Methods: The age demographics were from 27-101, both genders included, and from all units (excluding emergency room and labor and delivery). Patients who are immobile, on bedrest, contracted, with a Braden scale below 19, and with impaired skin integrity were targeted. Heel protectors were put on PAR and stocked twice a day and in-services were given for appropriate use, with 2-RN validation and assessment on admission.

Results: 100% compliance for nursing in-service, decrease in total HAPI from 41 (2017) to 5 (2020), and no heel/lower extremity hospital-acquired pressure injury in the past 3 years

Education: Education for this initiative started June 2017 and continues to this day. This was spearheaded by the CWOCN and supported by nursing education and nurse managers for each individual unit. The “no heel HAPI” in-servicing consisted of using the Posey heel boots or standard pillows for offloading, identifying patients that are in need for heel offloading (Braden scale score less than 17, bedrest, poor nutrition, altered mental status), educating the patient/family in regards to the need for heel offloading, and documenting these interventions and education provided.

Each unit received morning (night-and day-shift) and afternoon (mid-shift) in-servicing. Evaluation of the effectiveness of the in-servicing was done on daily rounds for each unit by the unit nurse manager and/or the CWOCN. Evaluation of the effectiveness of the initiative is done daily when the CWOCN receives the daily reports on HAPIs and pressure injuries present on admission. Evaluation is also done weekly due to weekly prevalence studies done by the CWOCN and the nurses on the units.
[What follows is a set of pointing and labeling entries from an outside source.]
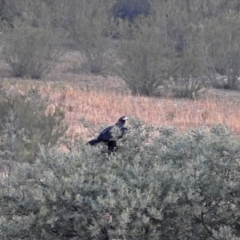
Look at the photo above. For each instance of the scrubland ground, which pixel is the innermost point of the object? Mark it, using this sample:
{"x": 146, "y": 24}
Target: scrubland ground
{"x": 102, "y": 100}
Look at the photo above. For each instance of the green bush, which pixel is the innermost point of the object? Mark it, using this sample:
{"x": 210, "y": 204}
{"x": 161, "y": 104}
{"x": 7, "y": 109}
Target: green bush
{"x": 25, "y": 125}
{"x": 145, "y": 59}
{"x": 89, "y": 25}
{"x": 222, "y": 35}
{"x": 170, "y": 186}
{"x": 32, "y": 46}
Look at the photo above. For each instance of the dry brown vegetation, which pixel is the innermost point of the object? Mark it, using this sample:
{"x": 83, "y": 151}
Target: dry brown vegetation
{"x": 102, "y": 100}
Conclusion: At the beginning of each year, the goal is to see a 25% reduction in the amount of heel/lower extremity hospital-acquired pressure injuries. Upon implementation of all of these interventions, we were able to see a complete decrease of hospital-acquired heel/lower extremity pressure injuries to ZERO for the past 3 years. The major indicator of compliance with the initiative and effectiveness of the education is application of the pressure injury prevention resources (heel boots or pillows) for all applicable patients and reduction of heel/lower extremity hospital-acquired pressure injuries.  

Learning Outcome: After completing this learning activity, the participant will be able to assess innovations being used by other professionals in the specialty and evaluate the potential of implementing the improvements into practice.